Esta estratégia irónica de relativização da posição de von Koren é
corroborada por uma confrontação lateral ao conflito central da novela. A
intransigência do cientista perante Laévski surge em confronto com a bonomia e
condescendência de Samóilenko e a caridade, em pleno duelo, do diácono perante
o mesmo Laévski. Esta pluralização de atitudes tem a função de fazer ressaltar
mais claramente a natureza do zoólogo, ao mesmo tempo que sublinha os limites
desse novo mundo que começa a emergir na Rússia, e que triunfara há um século
atrás em França.
A conversão de Laévsky aos ideais do trabalho e da família é mediado
por dois momentos onde a verdade surge como alétheia (ἀλήθεια), isto
é, como desvelamento ou desocultação, para retomar a interpretação do termo
grego feita por Martin Heidegger. No primeiro momento, Laévsky constata o ódio
e o desprezo do zoólogo, o que conduz directamente ao momento agónico da
narrativa, o duelo entre os dois. Essa primeira revelação prepara a segunda,
onde descobre - não por uma informação de terceiros mas porque terceiros o
levam a presenciá-la em acto - a traição da sua amante. Ele que se preparava
para a abandonar, cansado dela, acaba por ter, naquele instante e perante a
verdade da volubilidade dela, uma epifania do seu amor por Nadejda
Fiódorovna.
O duelo surge como um momento de morte e de ressurreição para Laévski.
Von Koren não o mata devido à inopinada e caridosa intervenção do diácono, mas
o facto de Laévsky se ter entregado à morte com coragem acaba por ser o momento
decisivo da sua ressurreição, a qual assenta no reconhecimento de si, na
auto-reconciliação e na reconciliação com os valores socialmente
aceites. Há uma estrutura dialéctica, quase à maneira de Hegel, neste
processo. Ela manifesta-se no papel do negativo - o ódio, a traição e a morte -
na ressurreição de Laévski, através do reconhecimento e da reconciliação.

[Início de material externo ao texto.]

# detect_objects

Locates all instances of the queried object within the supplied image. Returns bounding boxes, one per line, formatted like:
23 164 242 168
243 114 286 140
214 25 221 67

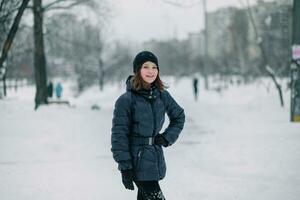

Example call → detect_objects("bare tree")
240 0 284 107
32 0 99 109
0 0 29 94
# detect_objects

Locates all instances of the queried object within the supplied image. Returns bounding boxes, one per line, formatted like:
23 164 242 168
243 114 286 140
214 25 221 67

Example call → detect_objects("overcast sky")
108 0 255 42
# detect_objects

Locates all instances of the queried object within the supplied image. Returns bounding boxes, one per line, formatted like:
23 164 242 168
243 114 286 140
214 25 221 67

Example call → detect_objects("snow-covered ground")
0 78 300 200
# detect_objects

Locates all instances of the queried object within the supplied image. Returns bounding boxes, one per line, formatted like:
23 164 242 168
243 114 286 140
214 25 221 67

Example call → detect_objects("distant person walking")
47 82 53 98
111 51 185 200
193 77 198 101
55 83 63 99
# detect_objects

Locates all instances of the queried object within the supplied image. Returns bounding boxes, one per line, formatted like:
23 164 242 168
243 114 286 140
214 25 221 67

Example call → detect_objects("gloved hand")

Manifesta-se ainda no processo de relativização de todos os pontos de vista em
jogo. O próprio rigor moral kantiano - uma moral absoluta e incondicional - de
von Koren é relativizado pelo reconhecimento que este faz do valor de Laévski e
da reconciliação final entre ambos. A moral burguesa que parece sair
vitoriosa é, por seu turno, relativizada pelo sublinhar do ar lastimável,
apesar de reconciliado com o seu destino, que agora Laévski apresenta.
O duelo é a metáfora da dialéctica existencial, onde nenhuma das
posições é verdadeira, fazendo todas elas parte de uma verdade que se desvela,
para o leitor e não para as personagens, na articulação e no confronto entre as
partes. A vida autêntica não era a do primeiro Laévski, nem a do Laévski
reconciliado com o destino, nem a do zoólogo. As vidas privadas são vidas
privadas de verdade, a sua autenticidade é a de serem inautênticas.
"Ninguém conhece a verdade verdadeira", pensava Laévski. De facto,
esta não reside em ninguém mas na vida tumultuosa que, como o turbilhão
infinito de átomos que se entrechocam ao acaso, segundo os antigos atomistas,
lança uns contra os outros, ora em confronto ora em apaziguamento. A polifonia
narrativa foi a estratégia estilística encontrada por Tchékhov para figurar e
configurar esta vida exuberante e a sua dialéctica existencial. Melhor, a
polifonia narrativa foi a estratégia usada por Tchékov para transformar o caos
das paixões humanas numa figuração que pode ser lida como dialéctica.